Clubs across the nation have expanded projects to include more research, science, and technology, such as photography and rockets, Merwin said.

Women have grown into leadership roles.

In 1967, Merwin was hired as the Rock County 4-H director. She was the first woman in the state to lead a group of men and women independently. She worked in 4-H at local, state and national levels for more than 30 years.
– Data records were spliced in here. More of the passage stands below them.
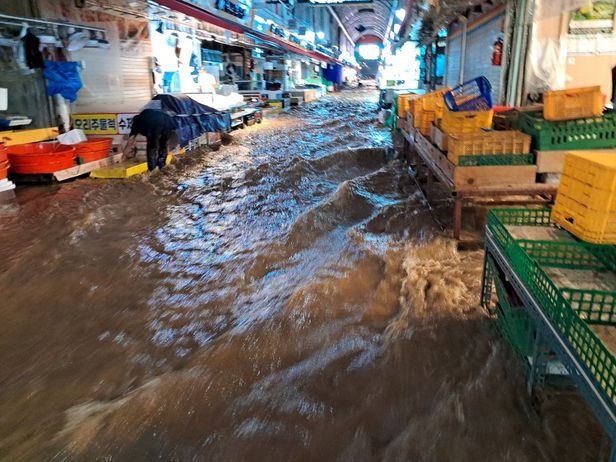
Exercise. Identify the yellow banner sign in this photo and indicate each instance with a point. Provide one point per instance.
(96, 124)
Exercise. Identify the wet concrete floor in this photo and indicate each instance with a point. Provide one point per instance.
(289, 297)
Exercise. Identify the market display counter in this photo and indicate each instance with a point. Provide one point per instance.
(551, 324)
(502, 184)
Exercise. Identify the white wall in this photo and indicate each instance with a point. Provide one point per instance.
(479, 45)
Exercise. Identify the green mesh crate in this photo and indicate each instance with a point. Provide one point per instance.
(592, 133)
(495, 159)
(513, 322)
(572, 310)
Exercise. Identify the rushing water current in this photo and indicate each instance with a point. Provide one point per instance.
(289, 297)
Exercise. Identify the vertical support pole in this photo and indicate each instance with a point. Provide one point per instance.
(486, 283)
(536, 379)
(429, 182)
(463, 51)
(457, 218)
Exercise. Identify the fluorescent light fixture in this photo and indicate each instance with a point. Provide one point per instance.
(369, 51)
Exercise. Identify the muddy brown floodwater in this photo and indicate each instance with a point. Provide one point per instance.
(289, 297)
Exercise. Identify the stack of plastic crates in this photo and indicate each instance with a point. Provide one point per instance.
(426, 110)
(490, 148)
(513, 322)
(590, 133)
(586, 201)
(404, 104)
(466, 122)
(574, 283)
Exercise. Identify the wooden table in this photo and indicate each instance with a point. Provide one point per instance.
(500, 183)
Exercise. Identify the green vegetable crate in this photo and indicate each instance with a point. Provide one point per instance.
(591, 133)
(514, 323)
(573, 282)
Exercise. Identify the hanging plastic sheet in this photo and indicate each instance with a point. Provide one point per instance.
(63, 79)
(546, 62)
(193, 119)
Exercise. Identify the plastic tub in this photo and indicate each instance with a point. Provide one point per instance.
(95, 149)
(42, 167)
(35, 158)
(4, 169)
(39, 152)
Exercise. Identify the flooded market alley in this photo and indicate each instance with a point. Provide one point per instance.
(288, 297)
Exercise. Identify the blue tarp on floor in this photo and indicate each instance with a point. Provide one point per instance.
(193, 119)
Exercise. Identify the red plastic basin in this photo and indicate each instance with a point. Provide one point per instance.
(42, 167)
(4, 169)
(94, 149)
(33, 153)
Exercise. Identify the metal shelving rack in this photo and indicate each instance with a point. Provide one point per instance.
(548, 337)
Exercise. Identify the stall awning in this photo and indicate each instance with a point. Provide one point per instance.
(210, 18)
(293, 49)
(201, 15)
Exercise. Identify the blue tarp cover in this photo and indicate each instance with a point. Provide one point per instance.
(192, 119)
(63, 78)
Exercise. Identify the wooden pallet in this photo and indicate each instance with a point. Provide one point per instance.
(508, 184)
(462, 178)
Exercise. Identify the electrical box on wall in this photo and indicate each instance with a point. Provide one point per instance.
(4, 99)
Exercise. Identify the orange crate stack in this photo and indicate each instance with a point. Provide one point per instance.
(427, 109)
(404, 104)
(487, 143)
(466, 122)
(575, 103)
(586, 200)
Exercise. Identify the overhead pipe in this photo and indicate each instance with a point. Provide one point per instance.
(337, 18)
(390, 21)
(464, 22)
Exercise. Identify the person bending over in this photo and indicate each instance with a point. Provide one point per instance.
(158, 128)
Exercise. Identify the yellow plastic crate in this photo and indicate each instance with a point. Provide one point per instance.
(423, 122)
(586, 200)
(432, 102)
(404, 103)
(485, 143)
(465, 122)
(575, 103)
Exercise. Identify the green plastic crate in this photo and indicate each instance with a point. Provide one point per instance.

"They were having trouble seeing that a woman could lead a program that had both men and women, but that broke very quickly," Merwin said. "Within 10 years, I bet 25 percent of positions in the state were filled by women. And today, I'd say that's closer to 50 or 60 percent.”

Merwin, 72, was in the Linn 4-H Club from age 9 to 21. She lived on a town of Linn dairy farm. Her father was a Linn 4-H Club member in the 1930s. He joined so he could play softball and eventually go to the state fair, a trip that today is equivalent to traveling to Washington D.C. or Europe, Merwin said.

Taylor, a successful teenager who wants to pursue a medical career, looks forward to using the skills learned.

"There's no limit. You can do whatever it is that you think you can do," Taylor said about 4-H.

Until medical school, she'll show chickens, knitting, photography and crocheting at the county fair and continue working with the Linn 4-H Cloverbud member, including Chesney Bankenbush, 8, of East Troy.

Chesney is showing a duck, cow and artwork at the county fair this year.

"I'm excited that I get help through the year and that I'm going to show," Chesney said enthusiastically at a Linn 4-H Club meeting in May.